Desde la Argentina, quienes compran la existencia de un PT “de izquierda” perciben como una desgracia regional una posible victoria opositora. Olvidan que Brasil siempre tuvo burocracias estables y hasta relativamente aisladas de los cambios de gobierno. Lo saben bien los negociadores privados argentinos del sector industrial que encuentran en Itamaraty a los mismos funcionarios desde hace décadas. Es un error pensar que un neoliberal como Aécio Neves significará una ruptura del Mercosur por la simple razón de que, más allá de las tradicionales protestas proteccionistas de algunas cámaras paulistas, la Unión Aduanera es funcional a los intereses de la burguesía brasileña. Finalmente, mal que pese, no son tantos los logros del Mercosur más allá de la reserva de mercado para algunas producciones de los socios mayores.
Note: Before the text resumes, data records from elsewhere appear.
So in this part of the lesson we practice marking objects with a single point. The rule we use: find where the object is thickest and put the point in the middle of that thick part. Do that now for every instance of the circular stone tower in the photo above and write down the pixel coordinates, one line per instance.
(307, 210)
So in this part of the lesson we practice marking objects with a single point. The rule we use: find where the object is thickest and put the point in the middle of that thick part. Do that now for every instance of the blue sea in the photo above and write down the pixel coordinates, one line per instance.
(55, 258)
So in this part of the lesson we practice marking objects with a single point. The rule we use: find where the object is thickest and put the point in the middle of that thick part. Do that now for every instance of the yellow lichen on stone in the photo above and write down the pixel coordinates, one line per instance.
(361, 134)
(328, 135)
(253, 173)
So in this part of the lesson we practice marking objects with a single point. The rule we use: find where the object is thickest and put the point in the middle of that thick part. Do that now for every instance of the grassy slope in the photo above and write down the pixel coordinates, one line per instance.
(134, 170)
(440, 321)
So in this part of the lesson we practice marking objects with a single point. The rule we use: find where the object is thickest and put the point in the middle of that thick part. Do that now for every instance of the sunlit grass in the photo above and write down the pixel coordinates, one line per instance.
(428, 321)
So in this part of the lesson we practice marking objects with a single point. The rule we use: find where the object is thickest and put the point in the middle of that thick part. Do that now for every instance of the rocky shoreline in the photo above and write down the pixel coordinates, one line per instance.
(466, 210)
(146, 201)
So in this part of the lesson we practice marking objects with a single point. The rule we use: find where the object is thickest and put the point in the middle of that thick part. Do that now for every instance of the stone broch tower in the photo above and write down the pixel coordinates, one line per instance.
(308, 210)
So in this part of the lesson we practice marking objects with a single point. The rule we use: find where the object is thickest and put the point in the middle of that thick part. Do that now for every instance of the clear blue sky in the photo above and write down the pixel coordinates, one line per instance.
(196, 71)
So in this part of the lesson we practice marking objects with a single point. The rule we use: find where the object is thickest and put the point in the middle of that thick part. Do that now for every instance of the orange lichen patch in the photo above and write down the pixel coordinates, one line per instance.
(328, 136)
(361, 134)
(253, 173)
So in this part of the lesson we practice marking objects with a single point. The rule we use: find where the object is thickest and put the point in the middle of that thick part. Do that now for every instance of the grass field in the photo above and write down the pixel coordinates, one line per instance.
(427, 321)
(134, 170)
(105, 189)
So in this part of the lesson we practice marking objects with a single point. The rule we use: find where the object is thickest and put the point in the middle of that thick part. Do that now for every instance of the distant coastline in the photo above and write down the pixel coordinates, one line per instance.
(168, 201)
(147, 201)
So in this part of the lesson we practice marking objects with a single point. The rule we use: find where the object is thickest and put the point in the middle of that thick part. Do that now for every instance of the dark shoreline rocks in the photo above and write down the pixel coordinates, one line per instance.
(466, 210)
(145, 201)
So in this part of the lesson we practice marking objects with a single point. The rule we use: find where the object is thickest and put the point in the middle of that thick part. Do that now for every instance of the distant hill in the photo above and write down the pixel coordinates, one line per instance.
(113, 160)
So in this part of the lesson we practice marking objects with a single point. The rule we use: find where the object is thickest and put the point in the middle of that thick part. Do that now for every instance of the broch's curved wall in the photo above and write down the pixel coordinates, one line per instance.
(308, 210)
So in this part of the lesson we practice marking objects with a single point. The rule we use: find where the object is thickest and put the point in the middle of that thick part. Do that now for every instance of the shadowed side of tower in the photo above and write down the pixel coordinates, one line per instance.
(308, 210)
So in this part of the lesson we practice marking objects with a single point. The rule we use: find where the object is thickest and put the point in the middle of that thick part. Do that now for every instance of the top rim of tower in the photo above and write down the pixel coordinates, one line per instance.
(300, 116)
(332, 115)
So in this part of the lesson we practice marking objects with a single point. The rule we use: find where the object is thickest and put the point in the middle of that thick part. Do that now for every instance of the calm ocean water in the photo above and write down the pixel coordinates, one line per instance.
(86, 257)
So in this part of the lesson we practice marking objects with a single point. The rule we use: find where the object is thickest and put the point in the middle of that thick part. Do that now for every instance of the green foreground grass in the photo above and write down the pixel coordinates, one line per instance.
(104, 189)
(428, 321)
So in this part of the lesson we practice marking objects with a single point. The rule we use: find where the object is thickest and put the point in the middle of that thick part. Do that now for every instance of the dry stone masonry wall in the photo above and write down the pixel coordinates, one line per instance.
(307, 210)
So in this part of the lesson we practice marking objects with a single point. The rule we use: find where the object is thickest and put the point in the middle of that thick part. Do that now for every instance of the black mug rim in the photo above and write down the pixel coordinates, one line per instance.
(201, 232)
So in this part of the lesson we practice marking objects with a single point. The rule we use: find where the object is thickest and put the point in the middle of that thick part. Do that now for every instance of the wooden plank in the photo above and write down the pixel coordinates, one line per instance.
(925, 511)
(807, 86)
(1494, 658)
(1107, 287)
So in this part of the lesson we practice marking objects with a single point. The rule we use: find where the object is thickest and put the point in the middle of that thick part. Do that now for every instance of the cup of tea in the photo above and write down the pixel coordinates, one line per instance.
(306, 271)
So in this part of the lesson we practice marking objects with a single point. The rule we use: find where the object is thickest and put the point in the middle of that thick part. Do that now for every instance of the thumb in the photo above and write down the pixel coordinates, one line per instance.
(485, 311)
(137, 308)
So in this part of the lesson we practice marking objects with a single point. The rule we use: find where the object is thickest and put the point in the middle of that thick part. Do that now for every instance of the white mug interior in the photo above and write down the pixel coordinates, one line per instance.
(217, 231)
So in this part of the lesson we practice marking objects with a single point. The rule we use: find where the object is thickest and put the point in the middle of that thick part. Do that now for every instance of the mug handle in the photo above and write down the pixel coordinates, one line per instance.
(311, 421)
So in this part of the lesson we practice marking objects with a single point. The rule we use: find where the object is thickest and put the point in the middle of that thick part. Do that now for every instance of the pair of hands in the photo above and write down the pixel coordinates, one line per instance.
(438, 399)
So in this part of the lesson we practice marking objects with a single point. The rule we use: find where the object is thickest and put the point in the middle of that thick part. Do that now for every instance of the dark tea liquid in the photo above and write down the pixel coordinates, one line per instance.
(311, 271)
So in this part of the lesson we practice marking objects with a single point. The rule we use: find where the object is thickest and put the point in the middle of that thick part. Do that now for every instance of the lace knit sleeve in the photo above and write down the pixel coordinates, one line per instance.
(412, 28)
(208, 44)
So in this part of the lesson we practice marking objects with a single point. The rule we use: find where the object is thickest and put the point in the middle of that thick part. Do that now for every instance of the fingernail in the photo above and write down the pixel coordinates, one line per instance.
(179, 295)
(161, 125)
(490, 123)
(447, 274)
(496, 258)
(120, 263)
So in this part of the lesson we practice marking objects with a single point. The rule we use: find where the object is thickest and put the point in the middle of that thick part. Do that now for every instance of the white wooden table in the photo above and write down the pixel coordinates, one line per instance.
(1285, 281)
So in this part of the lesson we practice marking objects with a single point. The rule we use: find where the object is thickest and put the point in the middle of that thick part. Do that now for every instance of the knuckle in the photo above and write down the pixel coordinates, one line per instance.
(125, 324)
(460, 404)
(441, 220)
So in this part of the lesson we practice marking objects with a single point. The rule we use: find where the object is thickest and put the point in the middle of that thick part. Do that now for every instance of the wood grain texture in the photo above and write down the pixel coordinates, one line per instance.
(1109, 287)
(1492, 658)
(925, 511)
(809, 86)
Los cambios con un neoliberal abierto en el gobierno vendrían por otro lado. En las elites brasileñas, y en particular en el PSDB de Fernando Henrique Cardoso, persiste la vieja creencia de que es posible el desarrollo capitalista dependiente, pero asociado. Los antecedentes vienen desde la época de Getulio Vargas, cuando en la Segunda Guerra Mundial Estados Unidos necesitaba la proximidad de Natal con las costas africanas y aportó al desarrollo de la industria siderúrgica. También de la experiencia desarrollista del Frondizi local, Juscelino Kubitschek. Hoy son muchos los que consideran que sin el apoyo estadounidense no se va a ningún lado y, al igual que ciertas elites argentinas, se horrorizan con la proximidad con Venezuela, Rusia y China. Un triunfo de Neves marcaría un regreso a las relaciones carnales y un cambio del peso relativo de Estados Unidos en la región. Más difícil es esperar una revancha clasista, por la doble razón de que Brasil continúa siendo un país muy desigual y porque con una población que se acostumbró a consumos básicos es muy difícil dar marcha atrás sin generar inestabilidad social.